En PLoS Biology se ha publicado un estudio que demuestra la naturaleza inespecífica de las proteínas de unión al ADN. Esto indica que la confirmación alternativa de la relevancia funcional es un paso necesario en cualquier experimento de chip ChIP.

Historia

En 1999 se realizó un primer experimento de chip en chip para analizar la distribución de cohesina a lo largo del cromosoma III de levadura en gemación . Aunque el genoma no estaba completamente representado, el protocolo de este estudio sigue siendo equivalente a los utilizados en estudios posteriores. La técnica de ChIP-on-chip que utiliza todos los ORF del genoma (que, sin embargo, permanece incompleto, faltan regiones intergénicas) se aplicó con éxito en tres artículos publicados en 2000 y 2001. Los autores identificaron sitios de unión para factores de transcripción individuales en la gemación. levadura Saccharomyces cerevisiae . En 2002, el grupo de Richard Young determinó las posiciones de todo el genoma de 106 factores de transcripción utilizando un sistema de marcado c-Myc en levadura. La primera demostración de la técnica ChIp-on-chip de mamíferos informó que el laboratorio de Peggy Farnham en colaboración con el laboratorio de Michael Zhang realizó el aislamiento de nueve fragmentos de cromatina que contienen un sitio de unión E2F débil y fuerte y se publicó en 2001. Este estudio se siguió varios meses después en una colaboración entre el laboratorio de Young y el laboratorio de Brian Dynlacht, que utilizó la técnica ChIP-on-chip para mostrar por primera vez que los objetivos E2F codifican componentes del punto de control de daño del ADN y vías de reparación, así como factores involucrados en el ensamblaje de la cromatina. / condensación, segregación cromosómica y el punto de control del huso mitótico. Otras aplicaciones de ChIP-on-chip incluyen la replicación del ADN , la recombinación y la estructura de la cromatina. Desde entonces, ChIP-on-chip se ha convertido en una herramienta poderosa para determinar mapas de modificaciones de histonas en todo el genoma y muchos más factores de transcripción. ChIP-on-chip en sistemas de mamíferos ha sido difícil debido a los genomas grandes y repetitivos. Por tanto, muchos estudios en células de mamíferos se han centrado en regiones promotoras seleccionadas que se prevé que se unan a factores de transcripción y no han analizado el genoma completo. Sin embargo, recientemente se han comercializado matrices de genomas de mamíferos completos de compañías como Nimblegen.
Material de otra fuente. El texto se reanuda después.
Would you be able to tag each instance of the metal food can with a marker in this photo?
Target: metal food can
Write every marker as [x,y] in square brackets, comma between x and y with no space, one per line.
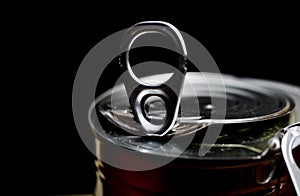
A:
[239,153]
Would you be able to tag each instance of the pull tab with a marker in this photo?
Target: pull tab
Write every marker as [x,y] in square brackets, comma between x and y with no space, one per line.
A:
[290,140]
[167,94]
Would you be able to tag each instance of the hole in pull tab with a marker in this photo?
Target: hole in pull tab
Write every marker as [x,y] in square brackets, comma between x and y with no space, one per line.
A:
[155,110]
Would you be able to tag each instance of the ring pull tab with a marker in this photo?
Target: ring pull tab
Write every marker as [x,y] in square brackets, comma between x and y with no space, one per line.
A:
[166,95]
[290,140]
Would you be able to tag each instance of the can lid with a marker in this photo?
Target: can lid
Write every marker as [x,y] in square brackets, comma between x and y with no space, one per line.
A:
[255,110]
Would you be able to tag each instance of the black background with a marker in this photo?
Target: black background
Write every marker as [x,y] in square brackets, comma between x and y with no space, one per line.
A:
[251,40]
En el futuro, a medida que las matrices de chips en chip se vuelvan cada vez más avanzadas, se analizarán con más detalle mapas de genoma completo de alta resolución de proteínas de unión al ADN y componentes de cromatina para mamíferos.

Alternativas

Introducida en 2007, la secuenciación de ChIP (ChIP-seq) es una tecnología que utiliza inmunoprecipitación de cromatina para entrecruzar las proteínas de interés con el ADN, pero luego, en lugar de utilizar una micromatriz, utiliza el método de secuenciación más preciso y de mayor rendimiento para localizar puntos de interacción.
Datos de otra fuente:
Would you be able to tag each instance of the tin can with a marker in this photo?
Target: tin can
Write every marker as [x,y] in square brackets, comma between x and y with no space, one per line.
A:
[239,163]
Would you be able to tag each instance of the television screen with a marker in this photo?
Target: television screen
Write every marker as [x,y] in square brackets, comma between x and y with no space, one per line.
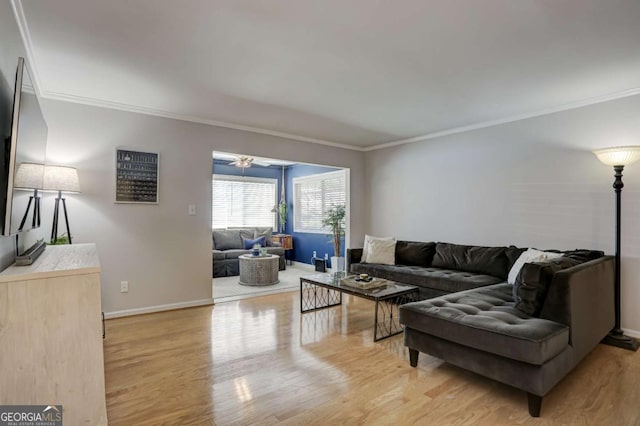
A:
[25,145]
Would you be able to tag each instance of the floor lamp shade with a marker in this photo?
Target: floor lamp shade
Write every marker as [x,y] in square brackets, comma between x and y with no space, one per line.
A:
[618,157]
[29,176]
[61,178]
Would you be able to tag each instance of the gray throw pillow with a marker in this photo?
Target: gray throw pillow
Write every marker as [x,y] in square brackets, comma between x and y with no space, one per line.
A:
[227,239]
[267,233]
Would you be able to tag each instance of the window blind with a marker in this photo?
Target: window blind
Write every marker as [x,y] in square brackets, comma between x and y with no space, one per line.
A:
[313,196]
[243,201]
DamID es un método alternativo que no requiere anticuerpos.

ChIP-exo utiliza un tratamiento con exonucleasa para lograr una resolución de hasta un solo par de bases.
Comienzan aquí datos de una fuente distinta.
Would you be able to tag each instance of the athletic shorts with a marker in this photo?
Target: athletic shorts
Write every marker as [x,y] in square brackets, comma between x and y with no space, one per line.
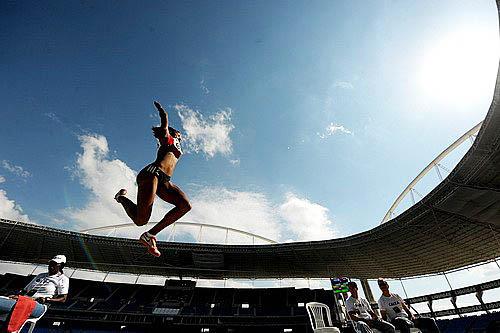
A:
[163,178]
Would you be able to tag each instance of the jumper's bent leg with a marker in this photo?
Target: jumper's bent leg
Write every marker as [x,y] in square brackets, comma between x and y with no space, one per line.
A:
[171,193]
[140,213]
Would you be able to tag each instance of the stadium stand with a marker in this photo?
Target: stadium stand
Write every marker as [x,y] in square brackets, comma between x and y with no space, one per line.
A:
[179,304]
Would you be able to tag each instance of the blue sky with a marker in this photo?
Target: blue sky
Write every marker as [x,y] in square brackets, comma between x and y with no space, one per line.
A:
[304,120]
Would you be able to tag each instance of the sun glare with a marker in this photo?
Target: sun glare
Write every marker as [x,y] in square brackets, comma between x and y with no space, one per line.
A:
[461,67]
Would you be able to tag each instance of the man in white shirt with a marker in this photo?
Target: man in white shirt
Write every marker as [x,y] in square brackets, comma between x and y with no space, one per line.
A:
[362,314]
[48,287]
[394,309]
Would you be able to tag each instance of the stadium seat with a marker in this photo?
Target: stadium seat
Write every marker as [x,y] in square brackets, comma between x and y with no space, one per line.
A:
[316,311]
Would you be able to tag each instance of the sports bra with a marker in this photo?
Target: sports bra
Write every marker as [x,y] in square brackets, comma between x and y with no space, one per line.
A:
[173,145]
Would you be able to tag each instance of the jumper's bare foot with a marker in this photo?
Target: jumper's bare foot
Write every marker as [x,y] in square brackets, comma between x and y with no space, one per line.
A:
[150,242]
[120,193]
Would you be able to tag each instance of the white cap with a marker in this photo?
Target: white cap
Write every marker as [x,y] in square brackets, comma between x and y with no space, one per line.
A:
[60,259]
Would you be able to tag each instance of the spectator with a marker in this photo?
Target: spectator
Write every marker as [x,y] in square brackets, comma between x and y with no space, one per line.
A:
[395,310]
[48,287]
[362,314]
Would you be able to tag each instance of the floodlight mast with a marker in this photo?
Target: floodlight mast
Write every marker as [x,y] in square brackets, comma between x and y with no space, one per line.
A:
[434,164]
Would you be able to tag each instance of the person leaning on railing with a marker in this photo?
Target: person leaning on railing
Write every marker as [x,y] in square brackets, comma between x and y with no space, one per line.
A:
[45,288]
[394,309]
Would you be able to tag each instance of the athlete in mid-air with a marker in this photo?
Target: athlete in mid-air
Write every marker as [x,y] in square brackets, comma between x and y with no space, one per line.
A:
[154,179]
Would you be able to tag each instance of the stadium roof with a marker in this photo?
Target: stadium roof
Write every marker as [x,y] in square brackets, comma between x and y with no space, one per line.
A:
[456,224]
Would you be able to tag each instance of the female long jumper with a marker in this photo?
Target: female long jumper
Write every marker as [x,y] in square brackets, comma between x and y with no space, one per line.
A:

La secuenciación CUT & RUN utiliza el reconocimiento de anticuerpos con escisión enzimática dirigida para abordar algunas limitaciones técnicas de ChIP.

Referencias

Otras lecturas

enlaces externos

Análisis y software

  • [1] CoCAS: un software de análisis gratuito para experimentos Agilent ChIP-on-Chip
  • [2] Implementación de rMAT: R desde el programa MAT para normalizar y analizar matrices de mosaico y datos de chips ChIP.